(I know.)
I've been trying to write for months. Really, since I left Louisiana. Really.
Writers blahhhhhhhhhhhhhhhhhhhhhhhhhhhhhhhhhh block.
But other things too. Moving from Louisiana, starting a new job, planning and having a wedding. I was really busy. Not to mention the many adventures I've had since then: I spent a week at the beach in New Jersey before I started working; I went to Ghost Ranch in New Mexico for the YAV transition retreat (I'll get back to that) (assuming I actually finish writing this); back and forth and back and forth and back and forth to Toms River for aforementioned wedding (which was awesome); the wedding itself (I may have mentioned, it was really awesome); a trip to Kansas City a week later for a work-related conference (which was chilly but very good); extra visits to NJ before, during, and after Thanksgiving to be with our beloved Bill; oh, the holidays and all of the busy-ness that accompanies; and I went to Peru, and I got some sleep once in a while, and we unpacked our apartment and learned how to care for goats and chickens and bought plane tickets for a honeymoon that isn't for seven more months and I'm going to Haiti in a week and a half...
Really.
These things have all been beautiful, and I owe everyone a lot of stories, but the truth is I had a very difficult time transitioning from life in Louisiana to life in Virginia. Mike has been a great, no, phenomenal companion and support. I think he would agree, it was not easy to figure out how to coexist in the same state again, much less the same household, but we're finding a lot of success because living across the country for the better part of two years made us really, really, really strong communicators, and also Mike is just awesome. But settling into our new lives was not really so much the challenge.
Really.
The challenge was hard for me to put my finger on. Why on earth was I so sad about all of the amazing and beautiful things happening in my life? A job that I love in a place that I adore, surrounded by friends and not too far from family, so many great travels and opportunities... and yet, I was trapped in some kind of foggy dimension in which fake-it-till-you-make-it wasn't really making it.
Really.
I was spending all, and I mean ALL of my energy in September getting out of bed in the morning and doing my job as best I could. That was about it. I wasn't settling into my apartment, I wasn't exploring my neighborhood, I wasn't planning my wedding, I wasn't sharing my stories of the success and joy I'd had as the wetlands YAV despite the many bumps and challenges along the way. I wasn't cleaning either, which was probably a healthy change of pace from the crippling concern over germs and clutter I'd developed over the course of my year in service. But I wasn't doing anything, and I wasn't really interested in thinking about considering doing anything any time soon, either. Outside of work, I was mostly interested in staring into space and going back to bed.
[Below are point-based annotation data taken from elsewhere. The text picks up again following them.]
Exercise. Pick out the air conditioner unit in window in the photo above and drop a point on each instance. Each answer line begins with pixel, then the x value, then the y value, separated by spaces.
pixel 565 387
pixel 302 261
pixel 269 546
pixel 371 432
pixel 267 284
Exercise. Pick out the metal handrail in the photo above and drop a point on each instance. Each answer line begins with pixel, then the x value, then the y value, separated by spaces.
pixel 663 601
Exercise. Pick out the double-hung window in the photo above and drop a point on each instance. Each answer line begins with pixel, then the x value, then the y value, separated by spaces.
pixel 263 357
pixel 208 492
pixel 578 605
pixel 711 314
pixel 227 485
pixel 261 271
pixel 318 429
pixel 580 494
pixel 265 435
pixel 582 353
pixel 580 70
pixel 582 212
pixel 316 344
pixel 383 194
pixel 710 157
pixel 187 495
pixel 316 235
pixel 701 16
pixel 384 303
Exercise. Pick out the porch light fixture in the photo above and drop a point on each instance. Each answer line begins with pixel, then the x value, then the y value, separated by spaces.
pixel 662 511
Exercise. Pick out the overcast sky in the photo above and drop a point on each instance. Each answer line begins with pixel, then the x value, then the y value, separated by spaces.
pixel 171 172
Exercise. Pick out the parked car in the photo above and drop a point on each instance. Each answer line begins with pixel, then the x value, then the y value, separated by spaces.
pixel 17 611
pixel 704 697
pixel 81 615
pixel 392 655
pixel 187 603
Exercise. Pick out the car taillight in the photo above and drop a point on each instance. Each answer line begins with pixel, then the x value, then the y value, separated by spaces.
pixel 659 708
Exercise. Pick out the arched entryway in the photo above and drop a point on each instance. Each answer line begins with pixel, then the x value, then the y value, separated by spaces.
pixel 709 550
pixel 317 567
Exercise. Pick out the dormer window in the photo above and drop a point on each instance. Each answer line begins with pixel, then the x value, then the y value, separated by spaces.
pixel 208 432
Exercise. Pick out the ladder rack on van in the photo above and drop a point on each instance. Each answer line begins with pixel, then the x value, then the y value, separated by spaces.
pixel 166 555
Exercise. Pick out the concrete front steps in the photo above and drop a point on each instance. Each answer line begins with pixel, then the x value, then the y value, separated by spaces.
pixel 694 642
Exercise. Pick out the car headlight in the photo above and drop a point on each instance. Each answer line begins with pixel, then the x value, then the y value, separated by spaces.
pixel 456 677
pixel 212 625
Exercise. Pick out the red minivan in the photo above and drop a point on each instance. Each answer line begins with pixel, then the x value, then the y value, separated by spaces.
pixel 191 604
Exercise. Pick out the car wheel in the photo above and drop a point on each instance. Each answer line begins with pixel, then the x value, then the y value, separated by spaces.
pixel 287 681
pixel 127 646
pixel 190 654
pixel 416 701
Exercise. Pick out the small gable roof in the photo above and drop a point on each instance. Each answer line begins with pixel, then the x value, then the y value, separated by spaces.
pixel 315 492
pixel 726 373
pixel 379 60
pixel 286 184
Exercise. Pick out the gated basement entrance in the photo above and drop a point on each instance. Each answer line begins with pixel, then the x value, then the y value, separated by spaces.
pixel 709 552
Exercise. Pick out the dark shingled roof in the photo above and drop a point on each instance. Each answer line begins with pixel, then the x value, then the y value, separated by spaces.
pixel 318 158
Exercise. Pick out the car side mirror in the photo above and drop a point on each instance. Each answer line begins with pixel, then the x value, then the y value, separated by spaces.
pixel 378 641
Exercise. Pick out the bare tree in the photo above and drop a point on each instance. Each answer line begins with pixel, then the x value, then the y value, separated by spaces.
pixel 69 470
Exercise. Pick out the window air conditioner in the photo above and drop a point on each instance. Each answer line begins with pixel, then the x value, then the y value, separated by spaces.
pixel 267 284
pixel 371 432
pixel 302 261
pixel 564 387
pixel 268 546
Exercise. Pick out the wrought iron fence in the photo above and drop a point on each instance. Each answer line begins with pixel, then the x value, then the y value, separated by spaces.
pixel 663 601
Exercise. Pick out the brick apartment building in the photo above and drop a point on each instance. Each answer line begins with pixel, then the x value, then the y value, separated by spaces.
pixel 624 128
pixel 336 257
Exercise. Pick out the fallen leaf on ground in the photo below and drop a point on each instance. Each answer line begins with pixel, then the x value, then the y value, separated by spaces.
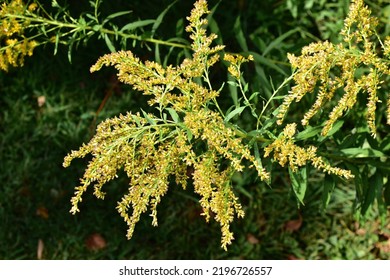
pixel 95 242
pixel 252 239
So I got out of the habit of writing, even though writing has always been a way for me to reflect and process what's going on in the world around me. Well, that, and I wasn't really going on any adventures except for my job, and I was trying to protect that from the rest of the whirlwind I was feeling at the time (and not a good whirlwind, either).
But a lot of things helped shift the tide. The Young Adult Volunteer program has a great retreat at Ghost Ranch (see, I just had to keep writing, I knew it'd come up again) to help process the transition. I spent some time with a counselor there, and just her acknowledgement that the struggle was real was helpful. I had a wedding that we still needed to do most of the planning for, and thankfully I had an amazing support system to help pull it off (not to mention a band that didn't really require any preparation to make that party infreakincredible)-- but that was a happy project to be distracted by.
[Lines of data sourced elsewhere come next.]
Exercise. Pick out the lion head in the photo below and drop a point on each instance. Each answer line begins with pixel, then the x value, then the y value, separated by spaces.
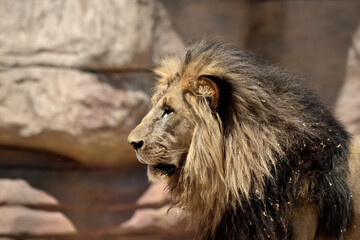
pixel 219 126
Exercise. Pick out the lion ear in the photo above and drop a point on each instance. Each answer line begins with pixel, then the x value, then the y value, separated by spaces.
pixel 207 87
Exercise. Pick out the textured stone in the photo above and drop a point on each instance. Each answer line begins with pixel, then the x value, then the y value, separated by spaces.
pixel 121 34
pixel 77 114
pixel 19 192
pixel 20 220
pixel 17 219
pixel 348 104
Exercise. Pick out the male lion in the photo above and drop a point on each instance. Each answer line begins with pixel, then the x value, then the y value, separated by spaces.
pixel 246 149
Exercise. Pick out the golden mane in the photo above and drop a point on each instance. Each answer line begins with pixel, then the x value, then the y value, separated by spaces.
pixel 263 121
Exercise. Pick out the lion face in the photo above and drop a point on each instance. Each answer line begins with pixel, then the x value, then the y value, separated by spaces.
pixel 162 139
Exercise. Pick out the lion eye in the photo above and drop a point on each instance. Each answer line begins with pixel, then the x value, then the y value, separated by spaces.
pixel 167 110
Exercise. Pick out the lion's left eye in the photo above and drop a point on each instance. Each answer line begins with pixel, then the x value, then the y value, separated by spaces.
pixel 167 110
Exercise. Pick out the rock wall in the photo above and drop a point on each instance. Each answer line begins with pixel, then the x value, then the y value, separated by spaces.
pixel 75 79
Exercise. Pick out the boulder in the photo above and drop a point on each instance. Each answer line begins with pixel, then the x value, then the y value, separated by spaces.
pixel 102 35
pixel 348 103
pixel 17 219
pixel 73 113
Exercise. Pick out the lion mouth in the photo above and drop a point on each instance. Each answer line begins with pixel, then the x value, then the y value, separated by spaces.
pixel 162 170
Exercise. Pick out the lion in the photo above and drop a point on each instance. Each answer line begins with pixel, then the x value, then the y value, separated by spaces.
pixel 246 149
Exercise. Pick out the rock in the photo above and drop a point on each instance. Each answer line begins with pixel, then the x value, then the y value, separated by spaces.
pixel 17 219
pixel 348 103
pixel 19 192
pixel 21 220
pixel 74 113
pixel 121 34
pixel 165 217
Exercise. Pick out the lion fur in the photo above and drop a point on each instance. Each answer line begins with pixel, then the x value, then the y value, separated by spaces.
pixel 267 148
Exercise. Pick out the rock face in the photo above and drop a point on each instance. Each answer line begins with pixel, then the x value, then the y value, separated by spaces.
pixel 348 105
pixel 50 96
pixel 84 34
pixel 70 112
pixel 18 219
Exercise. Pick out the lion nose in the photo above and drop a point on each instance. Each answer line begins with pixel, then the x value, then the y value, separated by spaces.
pixel 137 145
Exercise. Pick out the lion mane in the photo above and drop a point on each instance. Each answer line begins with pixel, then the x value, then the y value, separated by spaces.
pixel 266 146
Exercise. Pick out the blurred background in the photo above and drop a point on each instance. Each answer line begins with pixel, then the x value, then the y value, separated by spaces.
pixel 75 78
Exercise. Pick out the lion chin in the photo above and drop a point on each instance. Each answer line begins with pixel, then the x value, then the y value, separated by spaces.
pixel 247 151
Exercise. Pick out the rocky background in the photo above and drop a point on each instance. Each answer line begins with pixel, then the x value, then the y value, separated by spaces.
pixel 75 79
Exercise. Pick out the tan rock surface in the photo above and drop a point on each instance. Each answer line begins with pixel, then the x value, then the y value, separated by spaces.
pixel 17 219
pixel 119 34
pixel 348 104
pixel 70 112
When I started to truly acknowledge how blue I was really feeling, it was easier for me to notice the many little things that helped carry me through, little things people said or did, little snippets of beauty in each day, how powerfully zen watching my chickens makes me feel, how much I missed writing but didn't know what to say or if I should say or who cares if I say, some really lovely lattes as a reward for walking a few blocks to pick up our glorious CSA, and slowly giving far less a care about run on sentences and oversleeping and forgetting appointments and worrying that I'd find the write words again or that I actually needed to explain this, and it's ok to miss Louisiana every day, and I'm settling settling in...
and here we are. Here I am. And I have a lot of really incredibly beautiful stories to catch you up on. Really.